Voler abolire i ruoli di genere non significa voler togliere la possibilità a qualcuno di sentirsi uomo, significa semplicemente voler che l’essere uomini o donne possa essere interpretato ed espresso in maniera personale, anziché acquisito aderendo ad un modello prestabilito.
Significa voler eliminare tutte quelle differenze culturali venutesi a creare tra uomo e donna, imponendo dei ruoli, degli atteggiamenti, dei modelli da seguire a seconda del sesso.
Vale quindi anche per i maschi, che crescono con un’idea ben precisa (quella patriarcale) di cosa significhi essere uomo. C’è ad esempio l’idea che l’uomo debba essere robusto, forte, aggressivo e che non debba piangere o mostrare emozioni. Vale anche per gli omosessuali, bisessuali o transessuali, per cui non vi è buona considerazione perché si allontanano dallo standard (eterosessuale).

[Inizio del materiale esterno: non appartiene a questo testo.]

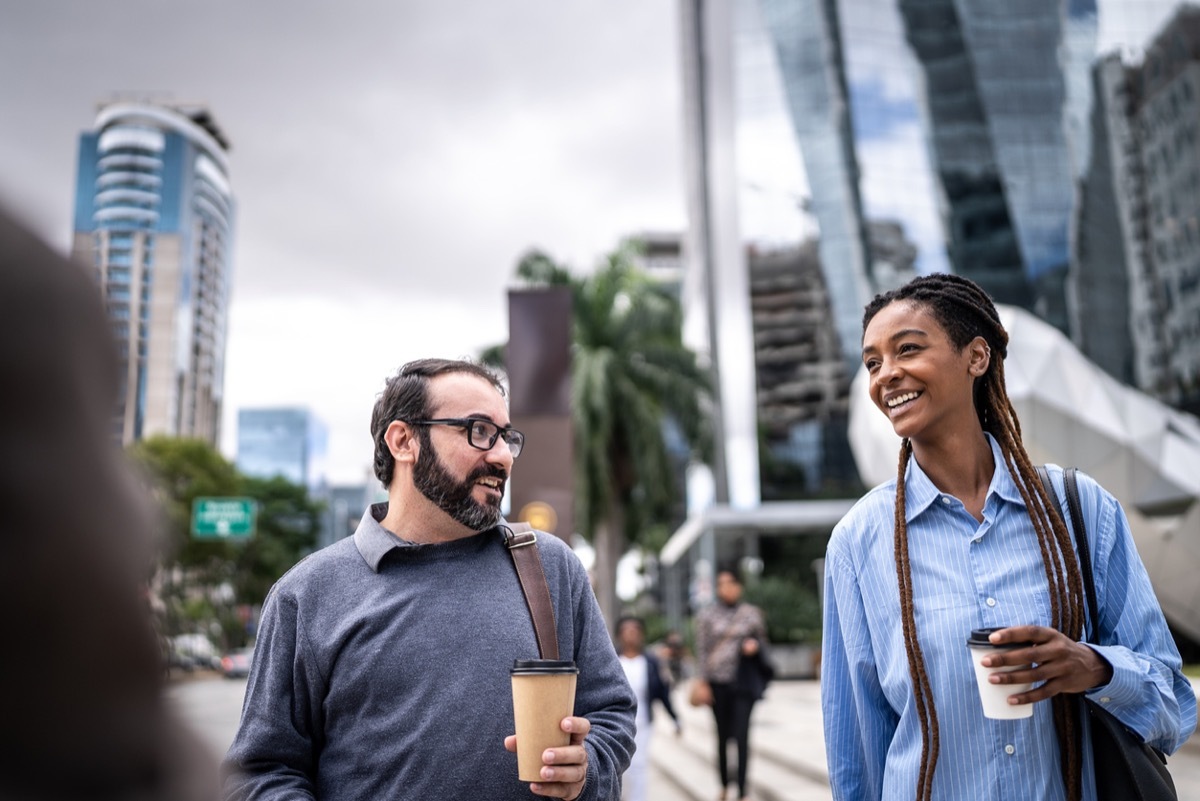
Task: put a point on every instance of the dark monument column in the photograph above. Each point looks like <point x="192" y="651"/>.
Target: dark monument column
<point x="539" y="367"/>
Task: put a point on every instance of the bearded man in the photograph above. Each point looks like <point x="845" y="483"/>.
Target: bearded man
<point x="382" y="663"/>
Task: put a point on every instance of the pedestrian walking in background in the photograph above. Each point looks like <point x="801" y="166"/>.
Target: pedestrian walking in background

Essere femministi significa essere contro il sessismo, che è la tendenza a valutare la capacità o l’attività delle persone in base al sesso ovvero ad attuare una discriminazione sessuale.
Per cui volerlo eliminare non significa essere contro l’uomo o che l’uomo sia sempre sessista; significa solo voler eliminare l’azione discriminatoria verso le donne.
Essere femministi significa essere contro i privilegi maschili.
Nella società patriarcale gli uomini hanno dei vantaggi. Non significa che tutti gli uomini abbiano privilegi, perché bisognerebbe tener conto della classe sociale, “razza”, abilità. Ovviamente se sei un uomo, non è colpa tua. Non hai creato tu il sistema in cui viviamo, ma ne benefici in questo senso. Alcuni esempi banali possono essere: potersi vestire come si vuole, poter andare a letto con chi si vuole, poter tenere atteggiamenti volgari (anche per scherzo) senza essere considerati di cattivo gusto, non venir prima giudicato per il proprio aspetto fisico e sessuale, non venir reso un oggetto estetico e prettamente funzionale al piacere fisico o alla procreazione, etc..
Dunque si può godere di quei privilegi o prendere atto del fatto che sia difficile tirarsene fuori quasi quanto difficile è per le donne rivendicare diritti senza sentirsi dire di essere delle “femministe isteriche”.
Il privilegio maschile è quindi anche quello un dato strutturale e della cultura di cui è impregnato non ha colpa solo il maschio, ma chiunque la veicoli (donne incluse).
Avere questi privilegi non ti rende una cattiva persona, ma è necessario riconoscerli.
Concludendo, l’8 marzo deve essere molto più della “festa della donna”. Deve essere un’azione culturale che agisce per ogni soggetto autodeterminato al quale non può essere imposta alcuna visione. Nessuna costrizione del pensiero, nessuna costrizione dei corpi, nessuna prigione morale.
Deve essere la festa dell’autodeterminazione di tutti, ricordando che vi sono tante oppressioni che, avendo come matrice comune il dominio, vanno combattute in un’unica lotta.